Customers across the UK looking for a payday loan online are regularly duped into thinking the company they are giving all of their personal information to is a payday loan company, when in fact it is a 'broker' who will typically charge a fee of £50 to £100 for passing on the customer's details to multiple third parties, who then often impose charges themselves.

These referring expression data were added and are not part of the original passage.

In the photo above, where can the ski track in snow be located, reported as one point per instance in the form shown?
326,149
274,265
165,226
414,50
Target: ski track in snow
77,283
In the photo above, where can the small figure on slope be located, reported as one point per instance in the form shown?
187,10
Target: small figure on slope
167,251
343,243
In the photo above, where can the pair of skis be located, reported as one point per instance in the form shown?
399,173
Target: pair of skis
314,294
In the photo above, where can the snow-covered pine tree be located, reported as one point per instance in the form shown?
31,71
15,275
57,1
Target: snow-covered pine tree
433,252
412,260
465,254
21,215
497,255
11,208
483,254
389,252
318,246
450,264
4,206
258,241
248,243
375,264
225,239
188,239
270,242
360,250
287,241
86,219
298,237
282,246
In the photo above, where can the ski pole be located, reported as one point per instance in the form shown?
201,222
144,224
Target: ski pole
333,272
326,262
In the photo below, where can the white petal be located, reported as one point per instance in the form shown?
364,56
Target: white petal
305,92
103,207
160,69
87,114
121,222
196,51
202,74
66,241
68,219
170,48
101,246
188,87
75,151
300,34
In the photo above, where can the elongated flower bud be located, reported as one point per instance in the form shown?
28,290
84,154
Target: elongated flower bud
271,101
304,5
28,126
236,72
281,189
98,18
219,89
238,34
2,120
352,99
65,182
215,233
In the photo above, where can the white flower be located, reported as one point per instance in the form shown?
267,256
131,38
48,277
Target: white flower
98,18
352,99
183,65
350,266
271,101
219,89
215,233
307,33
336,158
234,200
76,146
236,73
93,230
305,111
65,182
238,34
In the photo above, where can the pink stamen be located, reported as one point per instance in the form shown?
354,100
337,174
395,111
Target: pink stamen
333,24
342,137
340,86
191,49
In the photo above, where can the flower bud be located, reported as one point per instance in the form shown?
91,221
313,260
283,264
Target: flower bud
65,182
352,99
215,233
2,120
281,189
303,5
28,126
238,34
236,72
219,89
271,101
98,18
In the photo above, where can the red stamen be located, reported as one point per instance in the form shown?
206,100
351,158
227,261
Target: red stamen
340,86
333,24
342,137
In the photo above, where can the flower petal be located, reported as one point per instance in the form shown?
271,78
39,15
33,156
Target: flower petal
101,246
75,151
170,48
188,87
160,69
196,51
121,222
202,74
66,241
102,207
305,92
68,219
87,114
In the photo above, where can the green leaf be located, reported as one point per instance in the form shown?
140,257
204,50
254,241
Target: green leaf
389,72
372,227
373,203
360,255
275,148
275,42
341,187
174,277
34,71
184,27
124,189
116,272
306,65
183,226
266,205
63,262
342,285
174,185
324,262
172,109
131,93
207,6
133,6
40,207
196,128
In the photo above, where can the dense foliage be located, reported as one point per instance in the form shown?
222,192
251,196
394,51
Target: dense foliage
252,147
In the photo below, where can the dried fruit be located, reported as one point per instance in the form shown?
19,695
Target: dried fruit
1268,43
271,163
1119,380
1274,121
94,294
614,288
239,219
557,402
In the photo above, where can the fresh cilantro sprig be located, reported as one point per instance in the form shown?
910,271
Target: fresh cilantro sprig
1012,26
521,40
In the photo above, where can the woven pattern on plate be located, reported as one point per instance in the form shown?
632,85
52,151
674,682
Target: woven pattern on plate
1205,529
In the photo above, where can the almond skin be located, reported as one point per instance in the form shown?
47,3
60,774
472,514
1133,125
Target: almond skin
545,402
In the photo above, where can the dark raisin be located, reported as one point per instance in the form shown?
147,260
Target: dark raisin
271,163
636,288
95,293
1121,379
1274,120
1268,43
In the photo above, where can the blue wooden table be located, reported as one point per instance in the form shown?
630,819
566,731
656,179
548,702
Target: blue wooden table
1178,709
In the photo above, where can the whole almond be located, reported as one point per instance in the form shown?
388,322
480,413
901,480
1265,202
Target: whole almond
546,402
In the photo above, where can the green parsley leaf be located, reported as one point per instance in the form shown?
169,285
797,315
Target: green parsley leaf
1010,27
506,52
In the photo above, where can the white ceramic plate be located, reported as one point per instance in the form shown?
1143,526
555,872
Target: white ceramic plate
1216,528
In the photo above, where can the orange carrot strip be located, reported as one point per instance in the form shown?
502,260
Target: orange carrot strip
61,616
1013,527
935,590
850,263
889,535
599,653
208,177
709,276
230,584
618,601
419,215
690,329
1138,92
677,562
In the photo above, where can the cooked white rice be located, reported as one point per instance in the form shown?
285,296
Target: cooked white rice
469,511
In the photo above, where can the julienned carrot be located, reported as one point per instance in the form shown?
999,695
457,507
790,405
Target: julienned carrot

GLC's Principal Solicitor, Mike Dailly said: "We believe payday loan brokers have been ripping people off for far too long in the UK. They mislead consumers into thinking they are the loan provider when in fact all they do is pass on data to the detriment of people who are then subjected to a series of unexpected charges taken from their bank account without informed consent, often from multiple third parties. We are confident the rules will protect most consumers - as once customers know the broker is proposing to charge them the equivalent of money for old rope, they will avoid these exploitative middlemen". 
Since July this year the Royal Bank of Scotland has reported that payday loan brokers have attempted to take money out of their customers accounts more than 1 million times - with 25,000 being successful - netting £1.1m, as against £60m if all attempts had been successful - for RBS/Natwest customers alone.  
The new FCA rules will ban credit brokers from charging fees to customers, and from requesting customers’ payment details for that purpose, unless they comply with new requirements ensuring that customers are given clear information about who they are dealing with, what fee will be payable, and when and how the fee will be payable.                                                 
The FCA’s concerns relate to:
  • a lack of transparency, resulting in consumers often not realising they are dealing with a broker rather than a lender;
  • fees being taken without informed consent, for example where terms and conditions are hidden or misleading;
  • consumers being misled as to the purpose of giving their payment details;
  • firms passing on consumers’ details, including their payment details, without informed consent, to other firms who also take a fee; and
  • consumers facing difficulty in identifying the firm that has taken a fee, and in obtaining a refund from the firm or a response to their complaint.
Thew new rules will also require credit brokers to:
  • include their legal name, not just their trading name, in all advertising and other communications with customers;
  • state prominently in all advertising that they are a credit broker and not a lender; and
  • report quarterly to the FCA listing their website domain names, if they charge fees to customers.
Consumers will also have a 14-day right of cancellation where credit broking contracts are entered into as distance contracts, for example online.
Over 40 per cent of consumer credit complaints received by the FCA relate to credit brokers, 80 per cent of which relate to firms who charge upfront fees. The FCA has also received relevant intelligence from consumer groups and others who are seeing increasing complaints from people who have had money taken from their accounts unexpectedly and often by more than one broker.
The FCA is investigating a number of credit broking firms; seven firms have been stopped from taking on new business and, to date, three further cases have been referred for enforcement action.